Bar chart

Bar chart

Bar chart

A bar chart is a chart with bars of different heights. Taller bar = bigger count.

This chart is the best one for comparing — at a glance you see what is biggest and what is smallest.

Bar chart — ice cream, juice, cake

Parts of a bar chart

  • Horizontal axis (bottom) — categories (what we compare).
  • Vertical axis (left) — numbers (the count).
  • Bars — bar height = the count.

Example: favourite desserts

In class we asked about favourite dessert:

DessertChildren
Ice cream4
Juice7
Cake5

The chart has three bars:

  • The "ice cream" bar reaches up to 4.
  • The "juice" bar reaches up to 7.
  • The "cake" bar reaches up to 5.

How to read a bar chart

  1. Pick a category (e.g. "juice").
  2. Look at the bar height.
  3. Read the number on the vertical axis.

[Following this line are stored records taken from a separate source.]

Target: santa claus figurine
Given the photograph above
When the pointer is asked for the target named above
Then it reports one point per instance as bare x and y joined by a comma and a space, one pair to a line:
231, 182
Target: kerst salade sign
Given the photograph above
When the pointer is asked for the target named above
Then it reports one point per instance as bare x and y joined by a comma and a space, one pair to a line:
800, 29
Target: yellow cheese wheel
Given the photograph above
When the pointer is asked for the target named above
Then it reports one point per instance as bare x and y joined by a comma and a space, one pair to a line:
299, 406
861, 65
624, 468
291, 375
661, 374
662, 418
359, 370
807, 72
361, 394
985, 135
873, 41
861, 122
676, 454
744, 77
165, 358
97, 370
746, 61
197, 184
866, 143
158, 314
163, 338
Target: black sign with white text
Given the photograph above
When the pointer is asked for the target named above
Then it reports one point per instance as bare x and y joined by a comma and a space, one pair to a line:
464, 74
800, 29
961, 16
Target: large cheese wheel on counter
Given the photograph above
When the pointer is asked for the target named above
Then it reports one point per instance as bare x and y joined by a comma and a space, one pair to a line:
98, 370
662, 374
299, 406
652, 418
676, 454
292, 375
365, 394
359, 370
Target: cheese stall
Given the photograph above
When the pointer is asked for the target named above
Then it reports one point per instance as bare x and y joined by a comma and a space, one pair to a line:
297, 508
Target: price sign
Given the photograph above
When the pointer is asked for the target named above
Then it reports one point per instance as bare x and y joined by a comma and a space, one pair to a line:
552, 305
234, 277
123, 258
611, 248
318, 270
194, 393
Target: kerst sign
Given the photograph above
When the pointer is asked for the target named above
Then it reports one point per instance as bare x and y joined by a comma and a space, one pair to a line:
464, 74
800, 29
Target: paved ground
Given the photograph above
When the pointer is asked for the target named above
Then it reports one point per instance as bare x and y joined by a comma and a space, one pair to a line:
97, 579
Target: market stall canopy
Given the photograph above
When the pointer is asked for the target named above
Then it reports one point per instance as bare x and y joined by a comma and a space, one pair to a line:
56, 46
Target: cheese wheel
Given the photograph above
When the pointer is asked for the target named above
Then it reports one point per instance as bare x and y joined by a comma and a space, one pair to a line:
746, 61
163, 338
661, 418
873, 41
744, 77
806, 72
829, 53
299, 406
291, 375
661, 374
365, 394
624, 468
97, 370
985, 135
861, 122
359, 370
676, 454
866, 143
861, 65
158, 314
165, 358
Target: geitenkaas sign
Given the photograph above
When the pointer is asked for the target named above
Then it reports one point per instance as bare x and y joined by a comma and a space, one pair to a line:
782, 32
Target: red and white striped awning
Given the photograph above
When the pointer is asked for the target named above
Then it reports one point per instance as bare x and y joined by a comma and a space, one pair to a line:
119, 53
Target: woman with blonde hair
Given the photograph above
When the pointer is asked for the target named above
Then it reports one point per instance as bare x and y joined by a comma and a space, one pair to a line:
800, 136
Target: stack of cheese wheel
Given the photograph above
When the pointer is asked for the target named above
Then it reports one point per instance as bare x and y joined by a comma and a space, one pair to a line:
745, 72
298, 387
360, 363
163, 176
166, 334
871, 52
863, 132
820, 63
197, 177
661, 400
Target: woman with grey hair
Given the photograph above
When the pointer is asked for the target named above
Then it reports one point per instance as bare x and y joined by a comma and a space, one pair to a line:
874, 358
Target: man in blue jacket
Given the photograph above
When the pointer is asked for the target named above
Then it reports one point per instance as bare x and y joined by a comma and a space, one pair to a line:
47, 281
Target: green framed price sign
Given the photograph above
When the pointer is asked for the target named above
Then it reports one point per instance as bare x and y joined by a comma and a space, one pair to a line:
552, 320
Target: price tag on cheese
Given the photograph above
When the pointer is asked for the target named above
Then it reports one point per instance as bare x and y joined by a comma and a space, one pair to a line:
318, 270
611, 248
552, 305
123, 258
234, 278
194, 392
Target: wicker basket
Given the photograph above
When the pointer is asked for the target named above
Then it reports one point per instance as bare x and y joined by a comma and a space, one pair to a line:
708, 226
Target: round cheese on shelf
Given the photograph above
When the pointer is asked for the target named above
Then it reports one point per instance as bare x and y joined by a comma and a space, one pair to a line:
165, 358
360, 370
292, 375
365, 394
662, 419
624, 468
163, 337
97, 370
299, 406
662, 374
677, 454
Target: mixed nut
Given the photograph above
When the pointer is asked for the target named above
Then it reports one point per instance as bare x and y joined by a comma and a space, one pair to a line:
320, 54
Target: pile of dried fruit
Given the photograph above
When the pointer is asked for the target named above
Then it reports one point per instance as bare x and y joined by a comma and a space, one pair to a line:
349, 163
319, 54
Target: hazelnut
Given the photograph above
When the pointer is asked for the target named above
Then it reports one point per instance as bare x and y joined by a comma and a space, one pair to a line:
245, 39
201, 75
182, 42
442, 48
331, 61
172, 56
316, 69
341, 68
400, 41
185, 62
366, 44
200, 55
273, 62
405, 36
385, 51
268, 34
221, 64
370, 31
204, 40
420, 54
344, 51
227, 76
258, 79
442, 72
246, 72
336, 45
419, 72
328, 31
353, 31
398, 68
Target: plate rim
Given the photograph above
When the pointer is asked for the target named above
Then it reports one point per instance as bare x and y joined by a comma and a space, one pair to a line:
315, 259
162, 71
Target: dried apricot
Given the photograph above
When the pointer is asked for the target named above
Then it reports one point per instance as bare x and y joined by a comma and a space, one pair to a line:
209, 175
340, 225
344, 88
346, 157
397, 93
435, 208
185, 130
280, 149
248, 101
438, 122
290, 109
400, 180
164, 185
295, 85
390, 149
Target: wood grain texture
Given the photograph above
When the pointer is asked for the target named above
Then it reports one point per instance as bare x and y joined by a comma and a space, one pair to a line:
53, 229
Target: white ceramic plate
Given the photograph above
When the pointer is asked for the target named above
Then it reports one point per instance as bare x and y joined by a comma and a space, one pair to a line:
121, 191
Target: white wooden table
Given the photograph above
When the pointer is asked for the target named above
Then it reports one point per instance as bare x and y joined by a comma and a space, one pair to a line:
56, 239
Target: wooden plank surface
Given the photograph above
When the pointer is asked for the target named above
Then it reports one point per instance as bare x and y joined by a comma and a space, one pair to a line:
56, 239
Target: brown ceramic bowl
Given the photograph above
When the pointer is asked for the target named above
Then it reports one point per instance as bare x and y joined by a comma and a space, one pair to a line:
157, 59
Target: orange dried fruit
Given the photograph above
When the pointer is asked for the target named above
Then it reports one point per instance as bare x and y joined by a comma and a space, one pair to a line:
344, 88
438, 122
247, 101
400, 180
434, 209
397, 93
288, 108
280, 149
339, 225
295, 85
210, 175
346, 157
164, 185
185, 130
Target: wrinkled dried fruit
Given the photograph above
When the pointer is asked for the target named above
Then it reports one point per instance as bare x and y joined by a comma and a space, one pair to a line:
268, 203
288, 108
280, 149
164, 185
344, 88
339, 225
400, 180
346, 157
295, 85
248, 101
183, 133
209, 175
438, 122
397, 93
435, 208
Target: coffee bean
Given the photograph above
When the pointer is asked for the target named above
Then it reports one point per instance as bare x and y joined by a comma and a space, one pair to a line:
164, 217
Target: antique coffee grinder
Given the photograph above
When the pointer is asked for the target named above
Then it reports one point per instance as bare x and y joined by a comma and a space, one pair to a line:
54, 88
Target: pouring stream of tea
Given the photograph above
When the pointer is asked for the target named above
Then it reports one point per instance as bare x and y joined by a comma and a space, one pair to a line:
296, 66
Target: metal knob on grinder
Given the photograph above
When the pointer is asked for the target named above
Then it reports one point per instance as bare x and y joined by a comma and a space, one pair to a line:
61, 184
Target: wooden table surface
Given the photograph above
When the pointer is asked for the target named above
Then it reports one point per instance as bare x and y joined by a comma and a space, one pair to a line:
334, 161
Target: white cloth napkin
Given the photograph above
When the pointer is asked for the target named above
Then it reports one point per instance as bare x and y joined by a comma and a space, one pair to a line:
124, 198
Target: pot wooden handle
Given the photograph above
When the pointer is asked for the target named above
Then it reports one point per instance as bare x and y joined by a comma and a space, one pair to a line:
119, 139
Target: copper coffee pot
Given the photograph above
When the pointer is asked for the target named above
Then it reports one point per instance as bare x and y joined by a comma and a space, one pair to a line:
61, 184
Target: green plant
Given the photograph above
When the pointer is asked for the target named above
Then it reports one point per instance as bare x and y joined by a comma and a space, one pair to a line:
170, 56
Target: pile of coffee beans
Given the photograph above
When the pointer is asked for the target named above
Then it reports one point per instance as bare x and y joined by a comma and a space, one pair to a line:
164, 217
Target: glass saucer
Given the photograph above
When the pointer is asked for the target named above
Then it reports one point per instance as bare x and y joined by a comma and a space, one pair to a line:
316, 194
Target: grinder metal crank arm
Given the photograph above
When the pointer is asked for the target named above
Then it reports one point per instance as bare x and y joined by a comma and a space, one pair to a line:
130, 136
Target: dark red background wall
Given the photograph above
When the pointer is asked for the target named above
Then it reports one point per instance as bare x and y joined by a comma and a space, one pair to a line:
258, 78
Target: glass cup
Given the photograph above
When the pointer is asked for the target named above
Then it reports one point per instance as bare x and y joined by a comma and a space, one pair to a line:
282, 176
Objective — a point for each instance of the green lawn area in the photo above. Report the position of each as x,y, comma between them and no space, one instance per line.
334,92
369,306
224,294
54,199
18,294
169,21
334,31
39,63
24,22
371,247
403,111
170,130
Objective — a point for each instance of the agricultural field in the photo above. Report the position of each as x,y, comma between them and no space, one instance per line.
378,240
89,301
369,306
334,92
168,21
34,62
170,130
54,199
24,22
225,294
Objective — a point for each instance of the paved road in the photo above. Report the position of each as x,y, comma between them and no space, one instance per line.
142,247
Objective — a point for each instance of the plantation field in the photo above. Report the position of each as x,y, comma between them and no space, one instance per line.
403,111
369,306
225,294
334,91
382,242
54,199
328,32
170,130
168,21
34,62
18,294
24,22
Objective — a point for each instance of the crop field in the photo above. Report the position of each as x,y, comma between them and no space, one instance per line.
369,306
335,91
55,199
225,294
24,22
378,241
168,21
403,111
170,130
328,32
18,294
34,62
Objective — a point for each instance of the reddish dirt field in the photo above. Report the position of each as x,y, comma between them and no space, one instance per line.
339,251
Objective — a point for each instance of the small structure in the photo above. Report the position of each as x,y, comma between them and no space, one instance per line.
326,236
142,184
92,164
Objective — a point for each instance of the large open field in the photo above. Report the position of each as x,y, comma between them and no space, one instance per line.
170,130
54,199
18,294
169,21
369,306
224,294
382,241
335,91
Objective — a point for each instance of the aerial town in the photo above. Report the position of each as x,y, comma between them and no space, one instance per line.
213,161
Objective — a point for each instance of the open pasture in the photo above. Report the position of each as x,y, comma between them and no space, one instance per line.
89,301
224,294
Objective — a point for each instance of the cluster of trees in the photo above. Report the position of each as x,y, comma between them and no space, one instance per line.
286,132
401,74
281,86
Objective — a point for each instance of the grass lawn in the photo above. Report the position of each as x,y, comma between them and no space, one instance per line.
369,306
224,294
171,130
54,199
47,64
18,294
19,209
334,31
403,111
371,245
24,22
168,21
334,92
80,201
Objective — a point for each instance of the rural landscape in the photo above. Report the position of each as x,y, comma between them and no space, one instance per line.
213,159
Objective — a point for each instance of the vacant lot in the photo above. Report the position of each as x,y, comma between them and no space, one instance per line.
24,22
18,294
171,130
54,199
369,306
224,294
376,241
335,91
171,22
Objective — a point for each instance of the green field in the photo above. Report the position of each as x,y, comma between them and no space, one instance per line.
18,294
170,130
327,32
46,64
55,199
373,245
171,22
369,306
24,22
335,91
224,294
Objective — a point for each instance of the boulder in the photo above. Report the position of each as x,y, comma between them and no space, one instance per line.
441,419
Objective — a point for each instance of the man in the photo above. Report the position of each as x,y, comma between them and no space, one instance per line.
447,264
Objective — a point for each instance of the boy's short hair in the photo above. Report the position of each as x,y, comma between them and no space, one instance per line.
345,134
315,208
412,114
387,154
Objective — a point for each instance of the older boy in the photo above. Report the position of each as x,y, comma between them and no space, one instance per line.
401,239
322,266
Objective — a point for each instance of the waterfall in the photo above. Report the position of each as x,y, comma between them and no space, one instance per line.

For "juice" the bar reaches 7, so 7 children.

Questions we answer

From the chart we read:

  • "How many were X?" → pick the bar, look at the height.
  • "Which had the most?" → the tallest bar.
  • "Which had the fewest?" → the shortest bar.
  • "How many more X than Y?" → subtract bar heights.
  • "How many altogether?" → add all the heights.

Example: compare

In the chart above:

  • Most: juice (7).
  • Fewest: ice cream (4).
  • Juice − ice cream: 7 − 4 = 3 more children chose juice.
  • Altogether: 4 + 7 + 5 = 16 children answered.

Summary

  • Bar chart = bars of different heights.
  • Taller bar = bigger count.
  • Bottom axis = categories, left axis = numbers.
  • Best for comparing and for differences.